A broken-off axe handle behind the door
Is long enough for a hatchet,
We cut it to length and take it
With the hatchet head
And working hatchet, to the wood block.
There I begin to shape the old handle
With the hatchet, and the phrase
First learned from Ezra Pound
Rings in my ears!
“When making an axe handle
the pattern is not far off.”
And I say this to Kai
“Look: We’ll shape the handle
By checking the handle
Of the axe we cut with-”
And he sees. And I hear it again:
It’s in Lu Ji’s Wen Fu, fourth century
A.D. “Essay on Literature”-in the
Preface: “In making the handle Of an axe
By cutting wood with an axe
The model is indeed near at hand.-
My teacher Shih-hsiang Chen
Translated that and taught it years ago
And I see: Pound was an axe,
Chen was an axe, I am an axe
And my son a handle, soon
To be shaping again, model
And tool, craft of culture,
How we go on.
Very pertinent as we work with our children, trying to constantly decide which of our values we must pass on and which ones we should let them choose for themselves. Lovely poem, powerful insight into parenting.
Thank you Bharti. It is hard work and not always visible work. It is not producing in the sense we are used to, but something involving wisdom as praxis.
I never thought of the making of an axe handle and the refining of man as the same . I build furniture and watch as it starts as raw wood and goes through the process of becoming something special. I see this coralation too life. Thanks for the axe handle
You are welcome Bill. It took reading and re-reading the poem to see the connection.

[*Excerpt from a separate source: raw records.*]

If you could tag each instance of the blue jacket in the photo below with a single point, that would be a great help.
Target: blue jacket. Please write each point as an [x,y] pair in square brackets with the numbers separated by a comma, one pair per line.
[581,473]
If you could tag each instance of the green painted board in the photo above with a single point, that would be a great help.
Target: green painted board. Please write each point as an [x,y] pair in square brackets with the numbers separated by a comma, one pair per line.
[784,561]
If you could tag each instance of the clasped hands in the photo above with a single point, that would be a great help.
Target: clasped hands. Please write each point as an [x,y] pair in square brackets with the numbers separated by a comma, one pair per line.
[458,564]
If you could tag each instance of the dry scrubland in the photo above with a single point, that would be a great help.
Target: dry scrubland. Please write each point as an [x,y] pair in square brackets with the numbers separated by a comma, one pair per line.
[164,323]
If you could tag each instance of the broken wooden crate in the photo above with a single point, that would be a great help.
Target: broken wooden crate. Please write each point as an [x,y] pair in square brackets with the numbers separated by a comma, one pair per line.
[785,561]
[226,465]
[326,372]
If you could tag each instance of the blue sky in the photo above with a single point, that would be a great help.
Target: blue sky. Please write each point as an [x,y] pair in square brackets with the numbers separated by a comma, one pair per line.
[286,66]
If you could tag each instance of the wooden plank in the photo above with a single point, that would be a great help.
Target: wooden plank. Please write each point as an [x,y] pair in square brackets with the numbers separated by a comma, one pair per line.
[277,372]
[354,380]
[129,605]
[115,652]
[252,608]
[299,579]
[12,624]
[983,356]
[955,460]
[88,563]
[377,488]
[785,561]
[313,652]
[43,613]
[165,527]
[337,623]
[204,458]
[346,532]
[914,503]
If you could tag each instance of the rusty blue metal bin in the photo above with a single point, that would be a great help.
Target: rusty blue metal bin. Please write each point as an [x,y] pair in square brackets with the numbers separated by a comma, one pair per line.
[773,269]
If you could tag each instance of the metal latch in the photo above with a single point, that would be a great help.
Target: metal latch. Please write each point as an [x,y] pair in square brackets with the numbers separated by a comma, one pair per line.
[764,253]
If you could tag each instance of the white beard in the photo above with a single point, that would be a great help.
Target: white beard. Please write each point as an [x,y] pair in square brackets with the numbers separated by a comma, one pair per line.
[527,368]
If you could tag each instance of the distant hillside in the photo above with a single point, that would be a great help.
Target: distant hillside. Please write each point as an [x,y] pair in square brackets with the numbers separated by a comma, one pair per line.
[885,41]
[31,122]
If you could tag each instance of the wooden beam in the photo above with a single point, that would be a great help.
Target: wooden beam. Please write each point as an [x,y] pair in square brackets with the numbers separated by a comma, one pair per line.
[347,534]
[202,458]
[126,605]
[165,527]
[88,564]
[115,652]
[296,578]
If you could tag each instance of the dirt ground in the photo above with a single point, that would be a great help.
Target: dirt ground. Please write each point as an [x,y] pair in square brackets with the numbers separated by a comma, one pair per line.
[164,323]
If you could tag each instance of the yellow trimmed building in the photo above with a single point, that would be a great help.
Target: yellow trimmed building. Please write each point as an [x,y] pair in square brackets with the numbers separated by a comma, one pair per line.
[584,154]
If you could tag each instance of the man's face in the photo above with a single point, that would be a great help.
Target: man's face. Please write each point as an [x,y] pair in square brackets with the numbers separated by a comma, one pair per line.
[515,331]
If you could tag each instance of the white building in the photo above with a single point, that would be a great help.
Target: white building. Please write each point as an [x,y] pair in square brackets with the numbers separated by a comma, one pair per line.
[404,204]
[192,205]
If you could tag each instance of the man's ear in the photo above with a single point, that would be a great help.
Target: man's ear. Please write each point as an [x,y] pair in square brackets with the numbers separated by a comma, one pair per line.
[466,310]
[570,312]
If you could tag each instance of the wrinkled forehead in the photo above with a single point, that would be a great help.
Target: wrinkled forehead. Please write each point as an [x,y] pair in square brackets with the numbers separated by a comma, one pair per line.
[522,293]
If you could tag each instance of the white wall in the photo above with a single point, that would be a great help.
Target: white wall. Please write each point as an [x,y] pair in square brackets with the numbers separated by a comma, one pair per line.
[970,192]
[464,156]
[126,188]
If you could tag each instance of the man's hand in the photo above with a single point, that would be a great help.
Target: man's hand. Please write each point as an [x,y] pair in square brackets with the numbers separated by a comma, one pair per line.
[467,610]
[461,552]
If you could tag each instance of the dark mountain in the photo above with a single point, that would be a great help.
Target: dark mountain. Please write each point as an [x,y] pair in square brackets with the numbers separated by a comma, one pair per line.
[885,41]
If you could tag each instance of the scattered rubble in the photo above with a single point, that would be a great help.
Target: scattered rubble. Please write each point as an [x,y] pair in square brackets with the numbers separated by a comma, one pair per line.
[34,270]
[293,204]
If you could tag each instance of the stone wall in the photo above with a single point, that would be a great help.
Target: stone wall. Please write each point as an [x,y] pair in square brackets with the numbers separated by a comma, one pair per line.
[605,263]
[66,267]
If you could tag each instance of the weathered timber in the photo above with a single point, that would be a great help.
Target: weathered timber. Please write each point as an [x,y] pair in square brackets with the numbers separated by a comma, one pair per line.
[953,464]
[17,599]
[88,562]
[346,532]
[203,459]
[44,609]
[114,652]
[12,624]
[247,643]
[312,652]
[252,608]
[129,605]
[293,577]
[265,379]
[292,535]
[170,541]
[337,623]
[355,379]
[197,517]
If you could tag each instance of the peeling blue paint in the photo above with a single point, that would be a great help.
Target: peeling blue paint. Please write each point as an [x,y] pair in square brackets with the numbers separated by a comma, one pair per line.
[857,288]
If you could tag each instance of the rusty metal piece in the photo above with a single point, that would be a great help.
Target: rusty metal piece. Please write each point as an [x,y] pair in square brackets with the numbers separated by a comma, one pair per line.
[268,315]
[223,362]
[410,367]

Passing down tradition, shaping the boy into the man, creating a legacy, a hewn culture continues over time.
From this specific act I sense the expansiveness of time and what it represents.
Val
We are always connected to something bigger than just us and the immediate world. We may not always know what that expanse is, but it is there and real.
I am always amazed at how Snyder can talk any act, any piece of any day, and turn it to poetry. Or perhaps our days simply ARE poetry waiting to be put on the page.
You may have a point in the last sentence. Are our lives poetry waiting to be written and told?
Beautiful! Truly lovely…thank you!
Thank you and you are welcome.
Completely agree, Ivon, my elder son is on the threshold of his teens, and I had never imagined being a parent was a 24/7 job as they are in school for long hours. But yes, I am learning and this poem and helped me think of my role differently. thank you again.
I am finding as our children have grown up and left, it remains a 24/7 job with different roles and relationships emerging.